Some achieve greatness.
And some have greatness thrust upon them.[45]

(via a letter) into the mouth of one of his most archly drawn objects of derision; the stuck-up, social-climbing Malvolio. It is amusing that these words are sometimes quoted to provide some meaningful insight, when they are intended to make the speaker seem a fool.




Elsewhere Shakespeare is at pains to suggest that greatness (leadership, destiny, royalty) is a mantle taken up by an otherwise ordinary person. 'And what have Kings that Privates have not too, / save ceremony ...'

Today we might replace Malvolio's 'greatness' with 'wealth and privilege'. We can respect those who achieve (earn) wealth or privilege but have difficulty respecting those who are born to wealth or privilege; like Pooh-Bah:

'I can trace my family back to a protoplasmal primordial atomic globule. Consequently my family pride is something inconceivable.
I can't help it. I was born sneering.'

or simply get them by some other chance; like lottery winners.

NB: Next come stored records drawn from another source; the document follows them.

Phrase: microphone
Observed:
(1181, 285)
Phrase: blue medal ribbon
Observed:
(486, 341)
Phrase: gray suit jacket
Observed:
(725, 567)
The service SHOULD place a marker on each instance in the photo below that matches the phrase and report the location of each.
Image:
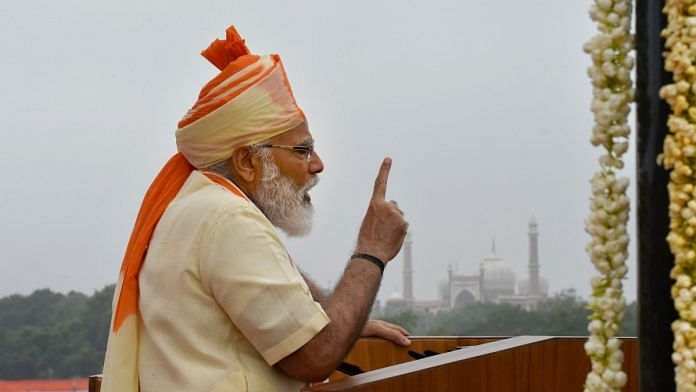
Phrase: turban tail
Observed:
(248, 102)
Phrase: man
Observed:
(208, 298)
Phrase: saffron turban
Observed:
(249, 101)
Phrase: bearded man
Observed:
(208, 297)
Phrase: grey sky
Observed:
(483, 106)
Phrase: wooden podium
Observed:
(524, 363)
(491, 364)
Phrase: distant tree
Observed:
(49, 334)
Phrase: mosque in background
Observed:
(495, 282)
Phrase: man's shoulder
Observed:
(201, 195)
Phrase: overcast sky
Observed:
(483, 106)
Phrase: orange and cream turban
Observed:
(248, 102)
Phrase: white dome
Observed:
(395, 296)
(523, 286)
(497, 275)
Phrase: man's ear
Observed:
(245, 164)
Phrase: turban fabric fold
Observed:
(248, 102)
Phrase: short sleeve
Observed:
(247, 269)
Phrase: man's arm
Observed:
(381, 234)
(375, 328)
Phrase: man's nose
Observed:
(316, 165)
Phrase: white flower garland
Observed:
(679, 155)
(612, 93)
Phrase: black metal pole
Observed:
(655, 307)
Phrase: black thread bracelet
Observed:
(372, 259)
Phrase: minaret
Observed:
(533, 258)
(408, 271)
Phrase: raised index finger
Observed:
(380, 190)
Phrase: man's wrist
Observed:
(370, 258)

Yet, as I will point out later, all of us are to some extent inheritors of wealth; both material and intellectual (ideas, knowledge and the means to benefit from them).

In statistics there is a 'law' called the Pareto principle. This was first developed from the observation that in every society he looked at Pareto found that a small number of people have most of the wealth (typically around 20% have 80% of the wealth). This applies to many situations in society and in Nature (eg 20% of the farms produce 80% of the exports). It has nothing to do with the worthiness of the successful but rather with their exploiting advantage the instant they get ahead of the pack. Wipe out one wealthy class and a new one will rise in its place.

Succeeding in a society can be the source of pleasure and a sense of value. But a society is not an end in itself. Society only makes sense if it gives something to individuals that they could not achieve alone. This could be fast cars, a boat, nice clothes, watching meaningless activity, hanging out, Prozac, Viagra, uppers, downers, pot, heroin or coke, or just a big TV set; many think so.




But you might come to agree that it has more to do with access to ideas (art and science) acquiring skills and knowledge and maybe, even, the achievement of wisdom. You don't have to become a thing or deny your potential as a person.

Rather than fitting into a stereotype (school, university, job, marriage, children, retirement, death) life can be seen as a journey through a series of adventures. The heroes and anti-heroes of literature are often depicted this way. Jobs, locations, relationships can all change. In this view of the world it is a bit harder to work out who is successful and who is not but life is a lot more interesting. Maybe the increasing divorce rate is not a measure of social ills but of richer lives.

Changes in technology are leading to social change. It is likely to result in more people working globally (eg via the Internet or for transnational businesses) but living locally and this is likely to result in big changes in how we each see society in future.